Last night I watched the original Disney cartoon of Alice in Wonderland and after that, spent some time reading Livvie Owen Lived Here, a book from the perspective of an autistic girl.
My allergies were bothering me, so before heading to bed, I took some Benadryl.
I fell asleep and found myself in a terrifying world where everything was upside-down. Somehow I knew that if I said the right words, everything would be okay again.
But the words were elusive. I tried and tried to say them, to capture them with my tongue. Words and sounds came out, but they were all jumbled and wrong.
I woke up in a cold sweat, mumbling nonsense phrases desperately like a mantra. Stumbling into the kitchen, I poured myself a glass of water and drank it with shaking hands. Still, over and over in my mind, phrases and words strung themselves in circles.

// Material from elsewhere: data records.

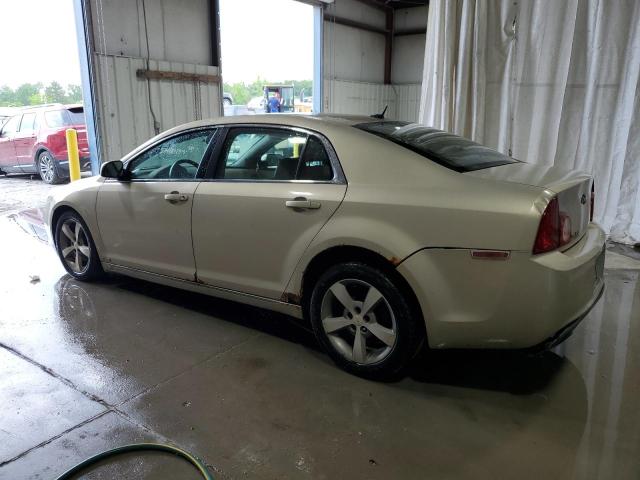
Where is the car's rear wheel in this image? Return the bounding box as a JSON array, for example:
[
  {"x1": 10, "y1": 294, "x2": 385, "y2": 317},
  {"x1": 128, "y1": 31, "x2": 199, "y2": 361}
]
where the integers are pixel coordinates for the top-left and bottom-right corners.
[
  {"x1": 55, "y1": 210, "x2": 104, "y2": 281},
  {"x1": 309, "y1": 262, "x2": 424, "y2": 379},
  {"x1": 38, "y1": 151, "x2": 62, "y2": 185}
]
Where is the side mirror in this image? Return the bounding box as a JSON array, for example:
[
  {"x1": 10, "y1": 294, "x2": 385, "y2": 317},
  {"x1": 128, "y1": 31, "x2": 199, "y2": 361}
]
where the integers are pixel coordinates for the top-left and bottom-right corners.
[{"x1": 100, "y1": 160, "x2": 124, "y2": 180}]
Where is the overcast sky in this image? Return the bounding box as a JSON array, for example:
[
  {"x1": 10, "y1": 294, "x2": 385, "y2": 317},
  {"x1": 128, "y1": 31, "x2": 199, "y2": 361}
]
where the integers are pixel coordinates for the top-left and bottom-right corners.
[
  {"x1": 0, "y1": 0, "x2": 80, "y2": 88},
  {"x1": 0, "y1": 0, "x2": 313, "y2": 88},
  {"x1": 220, "y1": 0, "x2": 313, "y2": 83}
]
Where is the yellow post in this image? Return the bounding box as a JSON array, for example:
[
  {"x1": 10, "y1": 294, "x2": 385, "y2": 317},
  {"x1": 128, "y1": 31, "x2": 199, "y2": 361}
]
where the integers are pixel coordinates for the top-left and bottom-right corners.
[{"x1": 66, "y1": 128, "x2": 80, "y2": 182}]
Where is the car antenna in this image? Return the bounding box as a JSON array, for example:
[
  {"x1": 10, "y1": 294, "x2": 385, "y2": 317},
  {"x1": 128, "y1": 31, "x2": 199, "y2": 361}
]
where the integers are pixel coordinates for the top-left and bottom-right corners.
[{"x1": 371, "y1": 105, "x2": 389, "y2": 119}]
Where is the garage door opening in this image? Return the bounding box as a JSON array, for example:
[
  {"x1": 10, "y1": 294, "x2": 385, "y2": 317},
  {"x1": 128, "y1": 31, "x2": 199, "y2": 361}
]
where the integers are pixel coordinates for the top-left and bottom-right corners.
[
  {"x1": 0, "y1": 0, "x2": 89, "y2": 183},
  {"x1": 220, "y1": 0, "x2": 314, "y2": 116}
]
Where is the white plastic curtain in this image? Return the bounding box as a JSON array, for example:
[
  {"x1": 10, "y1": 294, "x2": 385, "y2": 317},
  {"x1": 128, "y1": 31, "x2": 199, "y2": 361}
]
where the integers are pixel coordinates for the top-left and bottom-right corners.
[{"x1": 420, "y1": 0, "x2": 640, "y2": 244}]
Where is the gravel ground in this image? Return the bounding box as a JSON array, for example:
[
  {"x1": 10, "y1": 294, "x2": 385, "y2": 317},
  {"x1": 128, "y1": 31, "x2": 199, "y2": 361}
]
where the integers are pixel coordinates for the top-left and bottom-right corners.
[{"x1": 0, "y1": 174, "x2": 60, "y2": 215}]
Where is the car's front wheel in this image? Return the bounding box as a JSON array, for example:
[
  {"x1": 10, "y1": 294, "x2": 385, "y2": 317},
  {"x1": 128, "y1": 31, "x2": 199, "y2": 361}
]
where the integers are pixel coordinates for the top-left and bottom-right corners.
[
  {"x1": 55, "y1": 210, "x2": 104, "y2": 281},
  {"x1": 309, "y1": 262, "x2": 424, "y2": 379},
  {"x1": 38, "y1": 151, "x2": 62, "y2": 185}
]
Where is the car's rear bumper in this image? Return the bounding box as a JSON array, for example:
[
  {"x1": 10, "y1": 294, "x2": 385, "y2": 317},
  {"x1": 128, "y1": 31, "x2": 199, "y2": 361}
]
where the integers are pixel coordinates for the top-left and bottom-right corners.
[{"x1": 398, "y1": 224, "x2": 605, "y2": 348}]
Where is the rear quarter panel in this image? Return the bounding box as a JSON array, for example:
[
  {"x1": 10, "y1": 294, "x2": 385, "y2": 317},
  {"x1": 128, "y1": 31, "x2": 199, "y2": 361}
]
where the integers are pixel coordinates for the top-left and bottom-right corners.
[{"x1": 288, "y1": 128, "x2": 552, "y2": 291}]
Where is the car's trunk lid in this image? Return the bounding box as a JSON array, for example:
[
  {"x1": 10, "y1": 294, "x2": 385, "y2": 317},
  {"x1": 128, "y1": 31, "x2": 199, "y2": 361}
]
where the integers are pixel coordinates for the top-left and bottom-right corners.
[{"x1": 464, "y1": 162, "x2": 593, "y2": 248}]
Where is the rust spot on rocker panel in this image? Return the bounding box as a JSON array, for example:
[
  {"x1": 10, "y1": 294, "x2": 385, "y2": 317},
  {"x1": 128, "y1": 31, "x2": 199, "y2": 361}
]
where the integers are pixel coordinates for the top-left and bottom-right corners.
[
  {"x1": 280, "y1": 292, "x2": 300, "y2": 305},
  {"x1": 389, "y1": 257, "x2": 402, "y2": 267}
]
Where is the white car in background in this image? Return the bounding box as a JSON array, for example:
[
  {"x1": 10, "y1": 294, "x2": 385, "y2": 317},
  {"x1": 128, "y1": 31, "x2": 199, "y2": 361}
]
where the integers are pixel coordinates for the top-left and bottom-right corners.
[{"x1": 46, "y1": 115, "x2": 605, "y2": 378}]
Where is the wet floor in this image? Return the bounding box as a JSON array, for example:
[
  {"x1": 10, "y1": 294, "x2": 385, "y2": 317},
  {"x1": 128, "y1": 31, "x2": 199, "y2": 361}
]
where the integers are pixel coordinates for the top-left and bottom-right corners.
[{"x1": 0, "y1": 179, "x2": 640, "y2": 480}]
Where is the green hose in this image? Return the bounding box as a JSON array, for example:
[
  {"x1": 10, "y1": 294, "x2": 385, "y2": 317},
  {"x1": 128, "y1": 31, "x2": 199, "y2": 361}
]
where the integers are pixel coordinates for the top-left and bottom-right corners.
[{"x1": 56, "y1": 443, "x2": 213, "y2": 480}]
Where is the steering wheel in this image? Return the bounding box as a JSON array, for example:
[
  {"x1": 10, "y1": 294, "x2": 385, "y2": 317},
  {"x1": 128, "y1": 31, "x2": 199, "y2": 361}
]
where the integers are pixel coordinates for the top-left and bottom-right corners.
[{"x1": 169, "y1": 158, "x2": 200, "y2": 178}]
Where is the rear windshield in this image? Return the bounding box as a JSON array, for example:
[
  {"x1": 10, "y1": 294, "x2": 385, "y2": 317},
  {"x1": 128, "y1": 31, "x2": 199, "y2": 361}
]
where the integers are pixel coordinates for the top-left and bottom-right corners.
[
  {"x1": 67, "y1": 107, "x2": 84, "y2": 125},
  {"x1": 354, "y1": 121, "x2": 518, "y2": 172}
]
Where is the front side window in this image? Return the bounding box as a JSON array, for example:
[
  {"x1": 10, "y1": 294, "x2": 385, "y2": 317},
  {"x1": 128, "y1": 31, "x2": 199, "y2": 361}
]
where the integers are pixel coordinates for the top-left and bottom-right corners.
[
  {"x1": 20, "y1": 113, "x2": 36, "y2": 132},
  {"x1": 127, "y1": 129, "x2": 215, "y2": 180},
  {"x1": 216, "y1": 128, "x2": 333, "y2": 181},
  {"x1": 354, "y1": 121, "x2": 518, "y2": 172},
  {"x1": 2, "y1": 115, "x2": 22, "y2": 137}
]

I grabbed a blanket and headed for the couch, not wanting to wake my husband.
I slipped back into my dream as if I’d never left.
All night I waged a war, trying to commandeer my words. They pranced and danced about me, just outside my grasp.
It suddenly struck me this morning- is that what it is like for someone who is autistic? A world upside-down? Filled with backwards things and elusive words?
Is Alice’s nightmarish Wonderland the way our world appears to an autistic child?
An interesting supposition…I thought more of the person who has suffered a stroke and lost the ability to communicate there thoughts to the outside world because of expressive aphasia.